坩堝が虜

 ――星に、願いを。星に、祈りを。
 この日々を、どうか照らしてくれますように。彼の人を、どうか死なせてくれますように。静かに光り輝いて、やがて瞬くばかりの星は今夜も応えることはない。知っていた……知っている、こんなことは無駄だとわかりきっている。
「また此処か。体は冷やすなって何度言えば理解すんだ」
 柘榴、と。咎めるように名を呼んだアランは、私の立つバルコニーへは一歩も出ないまま「さっさと戻れ」とだけ言い捨ててベッドルームへ向かった。アランの命令に逆らう権利を持たない私は、言外に含まれる“一分以内に”を厳守するため室内へ戻るしかなかった。
 アラン・呉の居る空間は、いつだって息苦しい。
 濡れた髪を乾かさないものだから、水滴が点在する床。彼の動線をそのままなぞって、開け放たれたドアにノックをして、真っ暗な部屋で寝そべるアランへ存在を知らせる。言葉は返ってこない。冷たい視線が私を刺した。私だって、好きであなたに付き添っているわけじゃない。そう言えたらどれだけ楽か。声があったら、どれだけ楽か。
「……さっさと来い、柘榴
 私は今日も、この男に抱かれる。
 アラン・呉の種で孕むまで抱かれ、アラン・呉の子を産む。完全な鬼魂グイフンを習得した、呉の血が濃く、しかしアランとの直系ではない――条件に当てはまる者は多くなくとも、私だけというわけではなかった。ただ、さて誰を宛てがうかと決めようとした瞬間に私が見つかった。たったそれだけの理由で、好きでもない男に処女を捧げることが決められた。
 横になりながらも隙の無いアランを見下ろしながら、息が詰まる。室内でも、室外でも、どこでも。
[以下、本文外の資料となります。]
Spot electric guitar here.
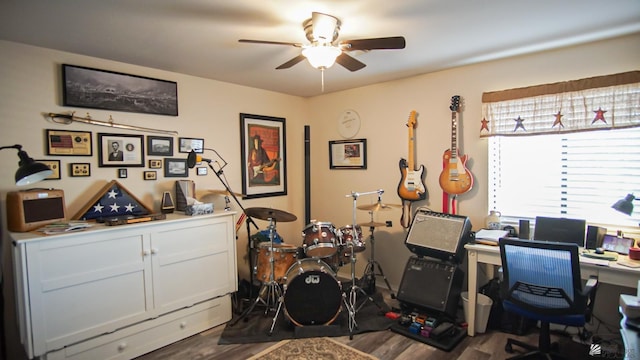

この世に彼が居る限り、私の呼吸が上手くいくことはない。
「そんなに嫌だったか、俺とヤるのは」
 縦にも横にも振らない首へ向かって伸ばされた彼の手は、緩やかに締め上げながら私の体を引き寄せるために動いた。
柘榴
 咎めるように、私の名を呼ぶ。
 その度に、私の名が、まるで罪状のように感じられる。
「そんなに嫌いか、俺のことが」
 背中に回される腕の太さが、あの人に似ている。あなたの腕に貫かれ死んだ、愛しいあの人に似ている。あの人に似ているせいで、涙が溢れてしまいそうになる。私の臓腑を燃やす憤怒は、この男を殺すには少し足りない。